5.      Deductions. The Company will maintain payroll deduction accounts for all participating employees. With respect to any Offering made under this Plan, an employee may authorize a payroll deduction in any percentage amount (in whole percentages) up to a maximum of 10% of the Compensation he or she receives during the Plan Period or such shorter period during which deductions from payroll are made. The Board or the Committee may, at its discretion, designate a lower maximum contribution rate. The minimum payroll deduction is such percentage of Compensation as may be established from time to time by the Board or the Committee.

6.      Deduction Changes. An employee may decrease or discontinue his or her payroll deduction once during any Plan Period, by filing either a written or electronic new payroll deduction authorization form. However, an employee may not increase his or her payroll deduction during a Plan Period. If an employee elects to discontinue his or her payroll deductions during a Plan Period, but does not elect to withdraw his or her funds pursuant to Section 8 hereof, funds deducted prior to his or her election to discontinue will be applied to the purchase of Common Stock on the Exercise Date (as defined below).

7.      Interest. Interest will not be paid on any employee accounts, except to the extent that the Board or the Committee, in its sole discretion, elects to credit employee accounts with interest at such rate as it may from time to time determine.

8.      Withdrawal of Funds. An employee may at any time prior to the close of business on the fifteenth business day prior to the end of a Plan Period and for any reason permanently draw out the balance accumulated in the employee’s account and thereby withdraw from participation in an Offering. Partial withdrawals are not permitted. The employee may not begin participation again during the remainder of the Plan Period during which the employee withdrew his or her balance.
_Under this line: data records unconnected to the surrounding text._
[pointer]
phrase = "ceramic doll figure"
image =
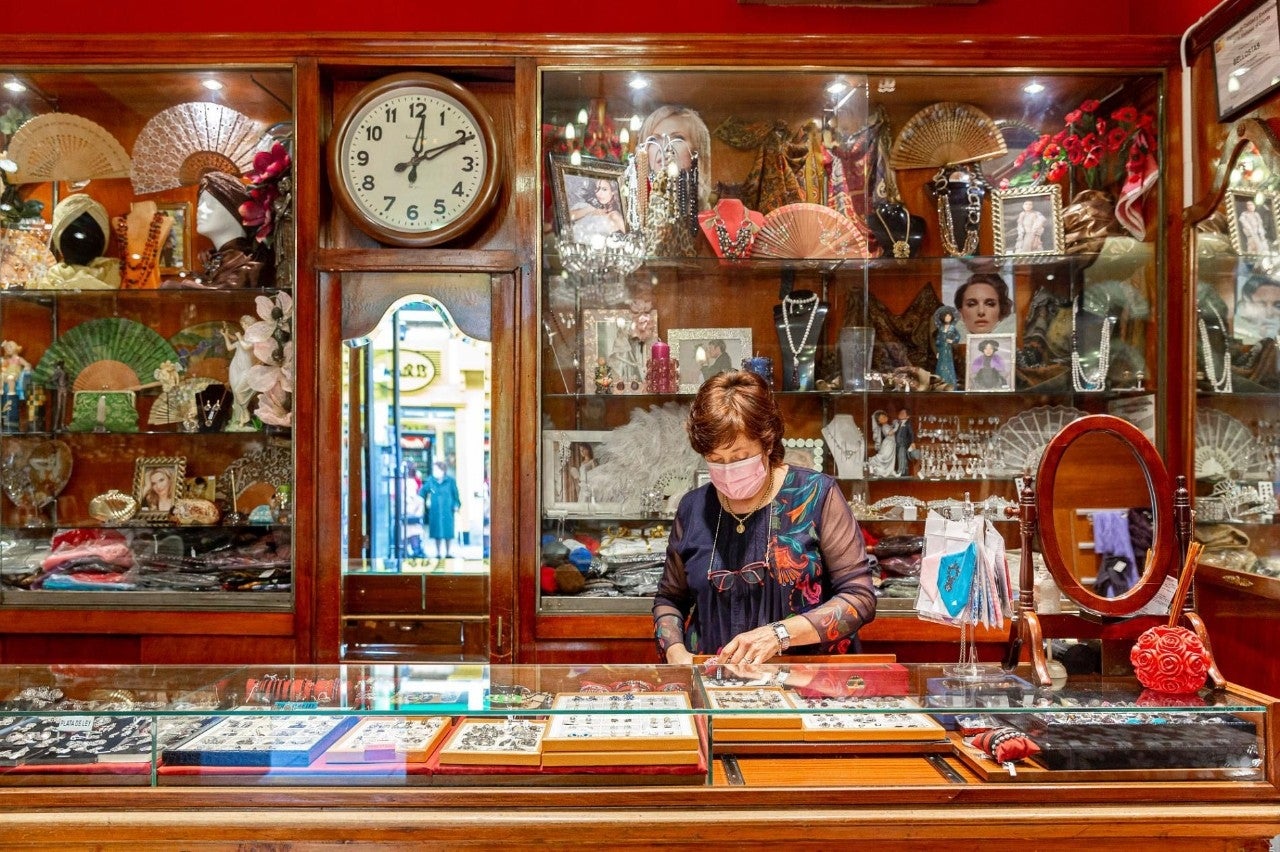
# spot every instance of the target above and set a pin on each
(945, 337)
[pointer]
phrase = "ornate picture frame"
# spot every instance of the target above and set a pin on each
(589, 201)
(176, 253)
(1252, 223)
(568, 458)
(615, 337)
(1028, 221)
(990, 362)
(159, 481)
(691, 349)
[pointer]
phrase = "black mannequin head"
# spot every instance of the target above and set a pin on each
(82, 241)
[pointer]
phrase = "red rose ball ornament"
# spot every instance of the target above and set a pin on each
(1170, 659)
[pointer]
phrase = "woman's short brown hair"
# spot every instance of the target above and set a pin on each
(732, 403)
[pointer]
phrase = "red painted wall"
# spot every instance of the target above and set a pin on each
(1002, 17)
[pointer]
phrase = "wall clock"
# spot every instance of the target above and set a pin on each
(412, 160)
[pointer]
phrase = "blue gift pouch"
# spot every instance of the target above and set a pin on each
(955, 577)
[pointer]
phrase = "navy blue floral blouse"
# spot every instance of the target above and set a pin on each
(814, 564)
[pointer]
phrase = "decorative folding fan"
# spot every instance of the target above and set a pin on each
(59, 146)
(809, 230)
(183, 142)
(946, 133)
(1225, 448)
(112, 352)
(1020, 441)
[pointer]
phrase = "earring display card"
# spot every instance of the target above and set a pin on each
(503, 743)
(752, 702)
(260, 741)
(378, 740)
(880, 722)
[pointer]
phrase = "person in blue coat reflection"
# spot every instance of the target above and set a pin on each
(440, 493)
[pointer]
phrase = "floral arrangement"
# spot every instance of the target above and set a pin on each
(1116, 154)
(269, 189)
(1098, 150)
(272, 338)
(1170, 659)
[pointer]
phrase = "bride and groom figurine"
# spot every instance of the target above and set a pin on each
(894, 440)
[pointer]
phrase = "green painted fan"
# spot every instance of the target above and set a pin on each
(112, 352)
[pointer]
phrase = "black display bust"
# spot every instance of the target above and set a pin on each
(799, 321)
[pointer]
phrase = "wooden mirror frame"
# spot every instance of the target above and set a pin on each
(1165, 554)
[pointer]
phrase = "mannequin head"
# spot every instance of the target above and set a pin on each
(80, 229)
(218, 209)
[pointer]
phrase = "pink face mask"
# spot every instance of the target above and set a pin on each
(739, 480)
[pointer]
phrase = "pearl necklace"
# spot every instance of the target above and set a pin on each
(1096, 380)
(1219, 383)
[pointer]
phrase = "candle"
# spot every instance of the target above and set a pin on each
(762, 366)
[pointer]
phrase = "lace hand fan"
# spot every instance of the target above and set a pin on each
(946, 133)
(59, 146)
(183, 142)
(1020, 441)
(1225, 449)
(110, 352)
(809, 230)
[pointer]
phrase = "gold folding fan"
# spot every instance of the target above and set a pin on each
(60, 146)
(946, 133)
(181, 143)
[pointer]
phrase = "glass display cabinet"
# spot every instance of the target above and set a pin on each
(146, 276)
(937, 271)
(616, 725)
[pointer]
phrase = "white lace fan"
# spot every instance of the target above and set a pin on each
(183, 142)
(1225, 448)
(1020, 441)
(60, 146)
(809, 230)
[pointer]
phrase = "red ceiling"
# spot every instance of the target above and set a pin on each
(1004, 17)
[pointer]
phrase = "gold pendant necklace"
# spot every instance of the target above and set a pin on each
(743, 518)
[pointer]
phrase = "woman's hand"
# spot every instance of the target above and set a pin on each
(752, 647)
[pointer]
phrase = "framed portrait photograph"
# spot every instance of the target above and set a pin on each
(1028, 220)
(982, 293)
(616, 346)
(704, 352)
(158, 482)
(568, 459)
(588, 200)
(990, 362)
(1252, 221)
(176, 252)
(1247, 60)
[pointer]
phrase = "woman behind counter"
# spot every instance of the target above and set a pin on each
(764, 557)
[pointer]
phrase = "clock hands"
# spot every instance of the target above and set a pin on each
(421, 155)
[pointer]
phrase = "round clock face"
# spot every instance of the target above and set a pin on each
(414, 160)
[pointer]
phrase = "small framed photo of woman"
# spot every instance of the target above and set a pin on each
(990, 362)
(570, 458)
(704, 352)
(588, 200)
(1028, 220)
(158, 482)
(1252, 221)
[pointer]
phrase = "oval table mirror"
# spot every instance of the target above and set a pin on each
(1110, 523)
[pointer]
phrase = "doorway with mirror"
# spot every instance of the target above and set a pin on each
(416, 475)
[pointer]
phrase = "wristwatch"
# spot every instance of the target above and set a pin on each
(780, 630)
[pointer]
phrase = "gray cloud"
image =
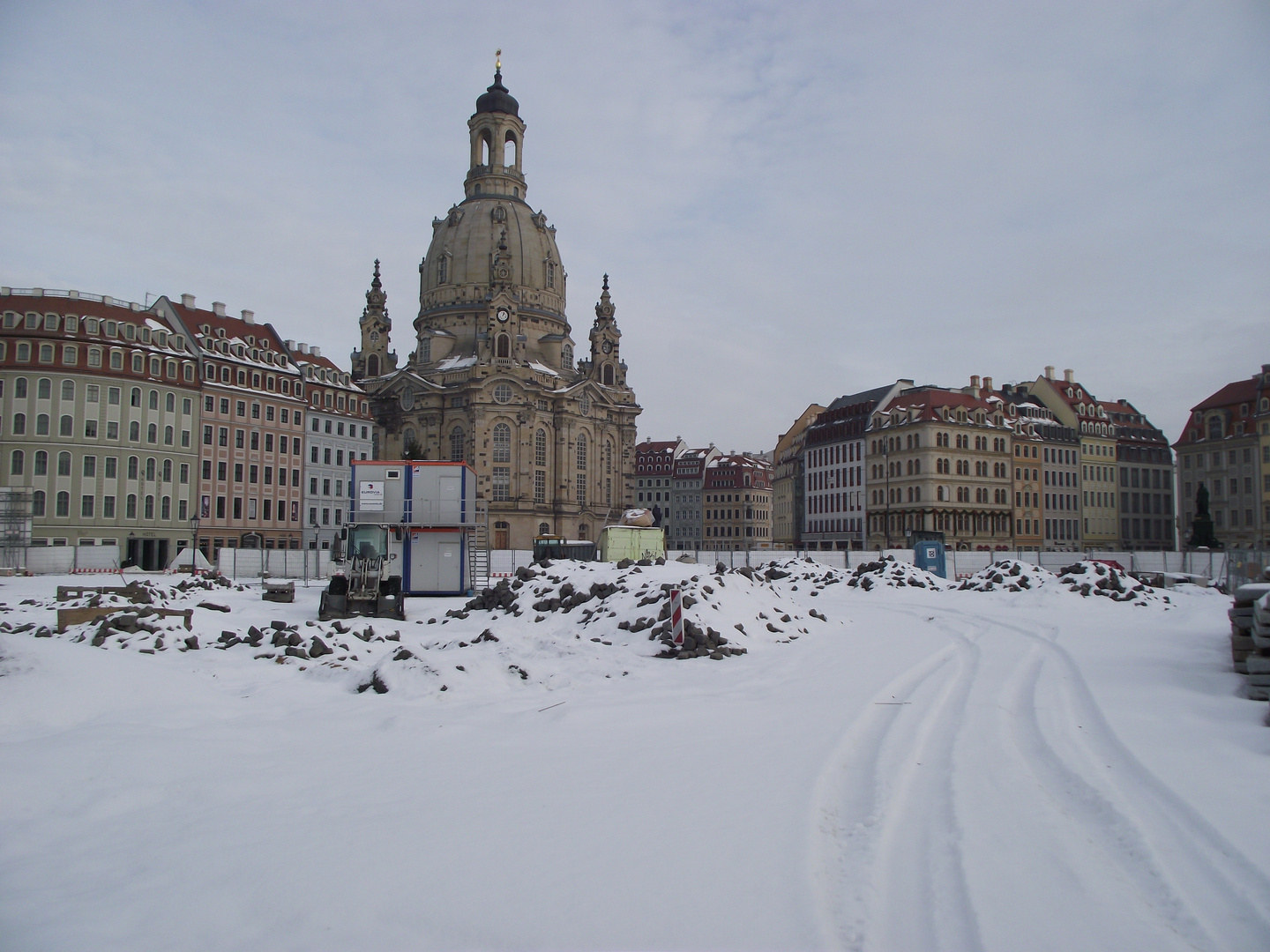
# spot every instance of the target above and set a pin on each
(794, 201)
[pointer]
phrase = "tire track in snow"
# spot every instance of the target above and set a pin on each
(1185, 871)
(885, 807)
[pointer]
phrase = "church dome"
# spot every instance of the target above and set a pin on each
(497, 100)
(488, 240)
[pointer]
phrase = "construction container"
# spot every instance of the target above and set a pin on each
(413, 493)
(617, 542)
(436, 562)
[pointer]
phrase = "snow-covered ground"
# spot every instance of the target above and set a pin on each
(907, 768)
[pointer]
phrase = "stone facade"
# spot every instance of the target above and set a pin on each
(98, 413)
(1226, 447)
(337, 432)
(493, 377)
(736, 502)
(788, 482)
(940, 461)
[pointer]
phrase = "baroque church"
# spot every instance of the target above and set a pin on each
(493, 377)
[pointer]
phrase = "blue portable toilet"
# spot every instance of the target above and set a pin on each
(929, 555)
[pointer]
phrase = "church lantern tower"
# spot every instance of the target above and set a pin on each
(606, 363)
(374, 360)
(494, 380)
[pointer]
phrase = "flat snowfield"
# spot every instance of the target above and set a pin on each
(908, 768)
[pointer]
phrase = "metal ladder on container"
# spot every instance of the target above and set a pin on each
(478, 547)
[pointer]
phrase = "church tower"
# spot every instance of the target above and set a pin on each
(374, 360)
(493, 378)
(606, 365)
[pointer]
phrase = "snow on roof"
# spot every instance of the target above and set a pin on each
(456, 363)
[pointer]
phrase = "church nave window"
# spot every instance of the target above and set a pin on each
(502, 443)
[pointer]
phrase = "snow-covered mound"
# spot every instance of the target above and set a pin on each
(1009, 574)
(1087, 577)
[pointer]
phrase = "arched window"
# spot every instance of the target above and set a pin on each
(502, 443)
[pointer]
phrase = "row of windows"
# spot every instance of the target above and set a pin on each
(88, 507)
(48, 353)
(256, 509)
(240, 409)
(109, 470)
(66, 428)
(240, 377)
(243, 439)
(1232, 457)
(222, 473)
(93, 394)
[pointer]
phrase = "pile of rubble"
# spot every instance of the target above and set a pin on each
(1010, 576)
(895, 574)
(1100, 579)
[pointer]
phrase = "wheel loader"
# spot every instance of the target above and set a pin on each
(366, 585)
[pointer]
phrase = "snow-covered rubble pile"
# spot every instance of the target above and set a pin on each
(1007, 574)
(889, 571)
(1100, 579)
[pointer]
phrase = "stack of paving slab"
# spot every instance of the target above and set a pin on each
(1250, 636)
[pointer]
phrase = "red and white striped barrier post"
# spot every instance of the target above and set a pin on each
(677, 619)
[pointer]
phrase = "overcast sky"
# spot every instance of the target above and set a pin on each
(793, 201)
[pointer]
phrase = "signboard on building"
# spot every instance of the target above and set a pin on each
(370, 496)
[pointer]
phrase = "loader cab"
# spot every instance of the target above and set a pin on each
(367, 542)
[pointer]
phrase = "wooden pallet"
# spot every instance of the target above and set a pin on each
(78, 616)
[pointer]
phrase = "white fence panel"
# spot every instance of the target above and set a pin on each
(51, 560)
(276, 562)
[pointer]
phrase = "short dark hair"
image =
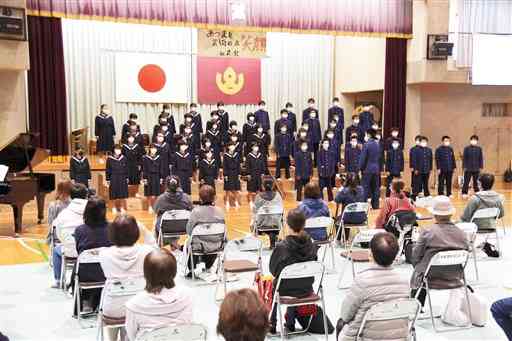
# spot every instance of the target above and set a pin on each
(243, 317)
(78, 191)
(207, 195)
(486, 181)
(384, 248)
(312, 191)
(159, 270)
(296, 220)
(124, 231)
(95, 213)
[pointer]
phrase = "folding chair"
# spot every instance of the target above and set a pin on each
(180, 332)
(470, 229)
(443, 259)
(406, 309)
(364, 236)
(321, 231)
(488, 213)
(357, 207)
(173, 224)
(86, 257)
(235, 258)
(302, 270)
(127, 287)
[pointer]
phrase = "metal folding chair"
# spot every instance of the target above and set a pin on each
(357, 207)
(364, 236)
(86, 257)
(127, 288)
(406, 309)
(173, 224)
(443, 259)
(180, 332)
(302, 270)
(322, 226)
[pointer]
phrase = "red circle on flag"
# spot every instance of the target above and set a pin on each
(151, 78)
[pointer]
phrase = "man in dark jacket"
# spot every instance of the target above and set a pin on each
(296, 248)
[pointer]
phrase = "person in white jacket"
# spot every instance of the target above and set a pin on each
(162, 303)
(123, 260)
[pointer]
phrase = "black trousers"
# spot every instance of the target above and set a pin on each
(468, 176)
(444, 180)
(283, 162)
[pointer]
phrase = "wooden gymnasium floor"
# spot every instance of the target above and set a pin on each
(30, 246)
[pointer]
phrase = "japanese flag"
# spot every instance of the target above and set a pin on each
(151, 78)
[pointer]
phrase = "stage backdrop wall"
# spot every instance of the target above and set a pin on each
(297, 67)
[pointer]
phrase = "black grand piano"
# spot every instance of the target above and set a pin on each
(22, 184)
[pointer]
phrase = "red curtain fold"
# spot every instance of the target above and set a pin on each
(47, 84)
(395, 86)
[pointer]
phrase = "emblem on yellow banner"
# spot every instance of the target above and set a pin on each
(229, 82)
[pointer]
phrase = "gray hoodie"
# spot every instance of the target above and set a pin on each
(483, 199)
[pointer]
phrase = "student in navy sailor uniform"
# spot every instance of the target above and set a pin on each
(104, 130)
(283, 145)
(231, 163)
(133, 153)
(369, 163)
(183, 166)
(352, 155)
(208, 170)
(422, 168)
(117, 177)
(79, 169)
(326, 169)
(303, 167)
(394, 164)
(472, 163)
(262, 116)
(152, 174)
(446, 165)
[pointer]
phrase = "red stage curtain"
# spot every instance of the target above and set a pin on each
(47, 84)
(395, 84)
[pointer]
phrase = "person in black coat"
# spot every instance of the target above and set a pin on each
(231, 163)
(117, 178)
(446, 165)
(152, 175)
(296, 248)
(283, 145)
(394, 164)
(104, 130)
(303, 167)
(79, 169)
(472, 163)
(133, 153)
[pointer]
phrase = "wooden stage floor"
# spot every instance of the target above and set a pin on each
(30, 247)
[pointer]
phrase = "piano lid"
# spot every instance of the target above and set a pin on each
(13, 155)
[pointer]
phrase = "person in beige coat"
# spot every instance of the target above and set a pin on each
(379, 283)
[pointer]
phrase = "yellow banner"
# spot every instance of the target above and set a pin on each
(223, 43)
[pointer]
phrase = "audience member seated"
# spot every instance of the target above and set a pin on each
(65, 224)
(296, 248)
(502, 312)
(172, 199)
(352, 192)
(397, 202)
(123, 260)
(441, 236)
(379, 283)
(162, 303)
(268, 198)
(205, 213)
(242, 317)
(91, 235)
(486, 198)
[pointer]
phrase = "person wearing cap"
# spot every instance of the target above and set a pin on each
(442, 236)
The employee may participate in any subsequent Offering in accordance with terms and conditions established by the Board or the Committee.

9.      Purchase of Shares.

(a)      Number of Shares. On the first day of each Plan Period, the Company will grant to each eligible employee who is then a participant in the Plan an option (an “Option”) to purchase on the last business day of such Plan Period (the “Exercise Date”) at the applicable purchase price (the “Option Price”) up to a whole number of shares of Common Stock determined by multiplying $2,083 by the number of full months in the Plan Period and dividing the result by the closing price (as determined below) on the first business day of such Plan Period; provided, however, that no employee may be granted an Option which permits his or her rights to purchase Common Stock under this Plan and any other employee stock purchase plan (as defined in Section 423(b) of the Code) of the Company and its subsidiaries, to accrue at a rate which exceeds $25,000 of the fair market value of such Common Stock (determined at the date such Option is granted) for each calendar year in which the Option is outstanding at any time; and, provided, further, however, that the Committee may, in its discretion, set a fixed maximum number of shares of Common Stock that each eligible employee may purchase per Plan Period which number may not be greater than the number of shares of Common Stock determined by using the formula in the first clause of this Section 9(a) and which number shall be subject to the second clause of this Section 9(a).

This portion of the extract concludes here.